- Traditional Chinese: 三面紅旗
- Simplified Chinese: 三面红旗
- Literal meaning: three red banners

Standard Mandarin
- Hanyu Pinyin: sānmiàn hóngqí

= Three Red Banners =

Chinese communist ideological slogan

Three Red Banners (三面红旗) was an ideological slogan in the late 1950s which called on the Chinese people to build a socialist state. The "Three Red Banners" also called the "Three Red Flags," consisted of the General Line for socialist construction, the Great Leap Forward and the people's communes.

After the first Five-Year Plan, the People's Republic of China continued its socialist construction by introducing "Three Red Banners Movement". The General Line directed the Chinese people to "go all out, aim high, and build socialism with greater, faster, better, and more economical results." By the end of 1958, nearly all Chinese peasants had been organized into communes averaging 5000 households each.
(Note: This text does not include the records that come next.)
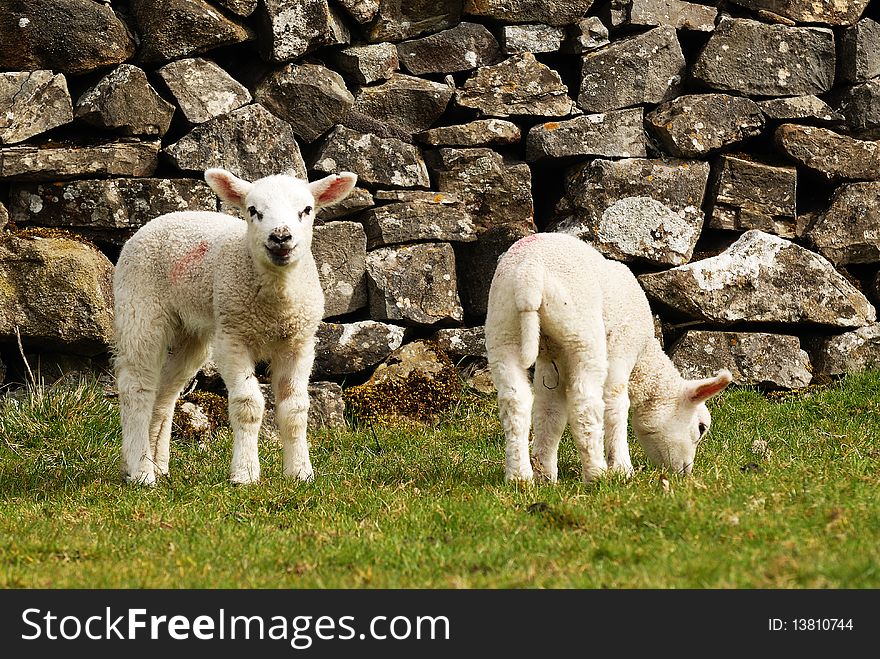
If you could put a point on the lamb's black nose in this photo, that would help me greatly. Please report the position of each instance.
(280, 237)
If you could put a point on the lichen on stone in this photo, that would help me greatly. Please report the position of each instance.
(417, 396)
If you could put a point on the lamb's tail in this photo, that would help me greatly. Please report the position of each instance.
(528, 297)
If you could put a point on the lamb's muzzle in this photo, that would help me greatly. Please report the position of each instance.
(187, 282)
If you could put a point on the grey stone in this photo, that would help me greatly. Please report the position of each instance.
(124, 101)
(181, 28)
(32, 102)
(89, 37)
(754, 195)
(585, 35)
(357, 200)
(412, 103)
(57, 292)
(791, 108)
(414, 284)
(460, 342)
(615, 134)
(439, 220)
(677, 13)
(495, 191)
(461, 48)
(850, 352)
(849, 230)
(347, 348)
(363, 11)
(859, 53)
(859, 104)
(340, 251)
(755, 58)
(291, 28)
(385, 129)
(476, 261)
(250, 142)
(107, 209)
(534, 38)
(520, 85)
(695, 125)
(549, 12)
(57, 161)
(365, 64)
(202, 89)
(828, 12)
(310, 97)
(636, 209)
(833, 155)
(481, 132)
(647, 68)
(762, 278)
(375, 160)
(769, 361)
(397, 20)
(243, 8)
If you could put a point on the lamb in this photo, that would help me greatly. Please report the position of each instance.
(585, 324)
(189, 281)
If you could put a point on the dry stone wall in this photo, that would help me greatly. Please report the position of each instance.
(728, 152)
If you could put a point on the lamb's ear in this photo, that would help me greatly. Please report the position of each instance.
(227, 186)
(333, 189)
(699, 391)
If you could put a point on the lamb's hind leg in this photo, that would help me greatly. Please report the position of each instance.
(514, 408)
(616, 416)
(186, 357)
(140, 347)
(586, 407)
(548, 417)
(246, 406)
(290, 382)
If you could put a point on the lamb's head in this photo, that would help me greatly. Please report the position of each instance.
(280, 210)
(669, 427)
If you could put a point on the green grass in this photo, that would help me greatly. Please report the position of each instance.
(428, 507)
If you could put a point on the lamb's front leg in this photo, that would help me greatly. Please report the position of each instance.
(291, 369)
(246, 405)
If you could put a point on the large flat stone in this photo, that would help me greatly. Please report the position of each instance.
(57, 161)
(762, 278)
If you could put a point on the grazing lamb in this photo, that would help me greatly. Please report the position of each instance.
(585, 323)
(189, 280)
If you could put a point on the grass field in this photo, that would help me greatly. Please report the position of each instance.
(784, 495)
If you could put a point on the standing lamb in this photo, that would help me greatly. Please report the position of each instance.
(585, 323)
(189, 280)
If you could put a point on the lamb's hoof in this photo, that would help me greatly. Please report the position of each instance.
(306, 475)
(544, 472)
(624, 470)
(141, 478)
(592, 475)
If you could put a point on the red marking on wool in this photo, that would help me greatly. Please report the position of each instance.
(188, 260)
(523, 242)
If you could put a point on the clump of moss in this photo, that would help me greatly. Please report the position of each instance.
(390, 398)
(45, 232)
(215, 413)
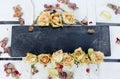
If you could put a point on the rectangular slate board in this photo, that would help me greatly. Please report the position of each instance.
(68, 38)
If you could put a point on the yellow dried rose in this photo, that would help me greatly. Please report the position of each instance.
(31, 58)
(56, 20)
(44, 19)
(57, 56)
(68, 18)
(78, 54)
(96, 56)
(44, 59)
(85, 60)
(68, 60)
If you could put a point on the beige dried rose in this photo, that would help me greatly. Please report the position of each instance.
(31, 58)
(97, 57)
(53, 72)
(56, 20)
(85, 60)
(78, 54)
(68, 60)
(57, 56)
(68, 18)
(44, 59)
(44, 19)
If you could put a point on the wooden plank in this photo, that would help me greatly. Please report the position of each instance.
(48, 39)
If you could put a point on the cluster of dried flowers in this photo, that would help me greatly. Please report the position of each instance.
(58, 72)
(56, 16)
(70, 4)
(18, 13)
(114, 7)
(10, 69)
(55, 19)
(67, 59)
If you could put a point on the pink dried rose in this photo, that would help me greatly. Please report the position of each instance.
(88, 70)
(4, 42)
(117, 40)
(72, 6)
(10, 69)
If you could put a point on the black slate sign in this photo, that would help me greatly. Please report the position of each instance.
(68, 38)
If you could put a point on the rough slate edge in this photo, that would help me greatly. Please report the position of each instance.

All privately owned property was taken for or contributed to the communes and people were not allowed to cook their own food and instead ate in communal dining halls.

The Great Leap Forward, begun in 1958, was a campaign to rapidly modernize by using China's vast labor resources in agricultural and industrial projects. The Leap instead resulted in economic destruction and tens of millions of famine deaths, and had been mostly abandoned by early 1962. Membership in communes was gradually reduced in the early 1960s, with some private property ownership and enterprise again being allowed. The communes continued until being dismantled in the early 1980s under Deng Xiaoping.